KenP 08-29-2006 11:43 PM

Re: H20 Guy's goods
 
#2 is the diff cover

Haven't had trouble with the bolts yet.

2-H2's 08-29-2006 11:45 PM

Re: H20 Guy's goods
 
Quote:

Originally Posted by CO Hummer
2H,

What is #2 below covering? I don't get it.

Also, #1 - those bolts are exposed and will get sheared off with any amount of real wheeling. Have you done anything about that?
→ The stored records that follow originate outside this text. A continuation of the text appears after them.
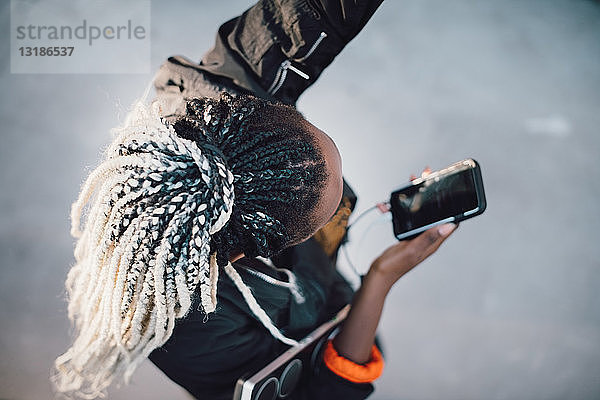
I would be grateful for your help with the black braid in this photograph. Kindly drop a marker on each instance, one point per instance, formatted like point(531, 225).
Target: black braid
point(278, 171)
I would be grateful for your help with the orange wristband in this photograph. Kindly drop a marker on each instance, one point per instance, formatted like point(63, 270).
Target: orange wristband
point(349, 370)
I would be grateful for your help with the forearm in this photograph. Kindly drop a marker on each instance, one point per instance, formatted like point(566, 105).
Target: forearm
point(357, 335)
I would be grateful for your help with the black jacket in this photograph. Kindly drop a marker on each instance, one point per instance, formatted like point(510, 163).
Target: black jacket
point(275, 50)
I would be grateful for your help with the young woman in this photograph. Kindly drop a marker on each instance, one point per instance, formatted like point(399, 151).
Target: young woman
point(197, 191)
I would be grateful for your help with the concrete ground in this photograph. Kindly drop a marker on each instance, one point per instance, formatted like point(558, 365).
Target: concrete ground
point(507, 309)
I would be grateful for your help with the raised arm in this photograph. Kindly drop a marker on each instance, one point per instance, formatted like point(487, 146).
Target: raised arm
point(356, 338)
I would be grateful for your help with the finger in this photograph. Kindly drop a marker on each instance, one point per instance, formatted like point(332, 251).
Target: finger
point(429, 241)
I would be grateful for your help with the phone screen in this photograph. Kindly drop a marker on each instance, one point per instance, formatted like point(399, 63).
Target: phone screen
point(434, 200)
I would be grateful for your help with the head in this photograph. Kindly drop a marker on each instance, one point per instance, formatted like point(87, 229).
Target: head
point(287, 173)
point(169, 206)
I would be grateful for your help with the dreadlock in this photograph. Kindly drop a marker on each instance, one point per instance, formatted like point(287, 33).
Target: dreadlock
point(166, 208)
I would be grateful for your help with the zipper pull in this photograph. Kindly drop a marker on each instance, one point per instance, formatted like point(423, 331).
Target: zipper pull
point(296, 70)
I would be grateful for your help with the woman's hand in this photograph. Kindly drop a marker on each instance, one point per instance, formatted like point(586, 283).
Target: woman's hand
point(357, 335)
point(400, 258)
#2 is the fabtech front diff skid plate.

#1 bolts never touched anything at K-Rocks...plus I just added the two control arm supports to prevent damaging them, which stick out 2-3" from those bolts. I'm running a lifted SUT w/ 38's...the only damage so far wheeling has been my right rear E&G fender flare (which I trimmed flush with the bumper on both sides now) & my control arm tabs on the fabtech lift kit.

CO Hummer 08-29-2006 11:55 PM

Re: H20 Guy's goods
 
Quote:

Originally Posted by 2-H2's
#2 is the fabtech front diff skid plate.

#1 bolts never touched anything at K-Rocks...plus I just added the two control arm supports to prevent damaging them, which stick out 2-3" from those bolts. I'm running a lifted SUT w/ 38's...the only damage so far wheeling has been my right rear E&G fender flare (which I trimmed flush with the bumper on both sides now) & my control arm tabs on the fabtech lift kit.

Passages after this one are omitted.